Hugo Motta foge de polêmica da anistia e mira nas três áreas que mais preocupam brasileiros
Presidente da Câmara afirma que tema divide a Casa e defende foco em pautas que impactam diretamente vida da população
Reprodução/Instagram @hugomottapb
O presidente da Câmara dos Deputados, Hugo Motta (Republicanos-PB), afirmou, nesta última segunda-feira (21) que prefere concentrar esforços em áreas como saúde, educação e segurança pública, em vez de dedicar a agenda legislativa à anistia dos condenados pelos atos golpistas de 8 de Janeiro de 2023. A declaração foi feita durante evento em São João del-Rei (MG), em memória aos 40 anos da morte de Tancredo Neves, ex-presidente eleito e símbolo da redemocratização brasileira.
“É nessa agenda que nós temos que focar. É gastarmos energia com aquilo que realmente vem a representar para o País avanços em muitos problemas que nós temos na saúde, na educação e na segurança pública”, disse Motta, ao defender um redirecionamento das prioridades no Parlamento.
O parlamentar paraibano, que assumiu a presidência da Câmara há pouco mais de dois meses, reforçou o apelo para que os colegas de Casa priorizem os temas de interesse direto da população. “E peço que o Parlamento foque na agenda, que é o que realmente a população pede de nós neste momento”, acrescentou.
Sinais à base bolsonarista
Apesar de se posicionar em defesa de uma agenda voltada a políticas públicas, Hugo Motta não deixou de reconhecer a pressão que vem sendo feita por apoiadores do ex-presidente Jair Bolsonaro (PL), que exigem a votação do projeto de anistia aos participantes dos atos antidemocráticos.
“É um tema que, como todos sabem, divide a Casa.
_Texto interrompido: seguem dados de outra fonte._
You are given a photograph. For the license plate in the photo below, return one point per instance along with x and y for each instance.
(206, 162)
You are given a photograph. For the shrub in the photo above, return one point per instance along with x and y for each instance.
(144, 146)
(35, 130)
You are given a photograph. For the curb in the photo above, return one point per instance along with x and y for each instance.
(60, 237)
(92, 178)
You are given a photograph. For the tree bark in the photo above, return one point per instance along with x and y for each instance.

Eu tenho procurado na nossa gestão, de pouco mais de dois meses, conduzir a Casa com muita serenidade, com muito equilíbrio”, afirmou.
A anistia aos envolvidos nos ataques às sedes dos Três Poderes, em Brasília, no início de 2023, se tornou bandeira central do bolsonarismo. Desde janeiro, a oposição já promoveu duas manifestações nacionais exigindo a votação da proposta. A primeira ocorreu em março, reunindo 18,3 mil pessoas em Copacabana, segundo o Monitor do Debate Público do Meio Digital da USP. A segunda foi realizada na Avenida Paulista, em abril, com 44,9 mil presentes, de acordo com os mesmos dados.
Projeto avança com apoio da oposição
O PL protocolou, no último dia 14, um requerimento de urgência para acelerar a tramitação do projeto de lei que concede anistia aos condenados pelo 8 de Janeiro. A proposta contou com 262 assinaturas válidas — cinco a mais do que o mínimo necessário, que é de 257 deputados.
Caso o requerimento de urgência seja aprovado, o projeto pode ser levado diretamente ao plenário da Câmara, sem passar por comissões temáticas. A medida reacendeu os debates entre os parlamentares e gerou novas tensões no governo.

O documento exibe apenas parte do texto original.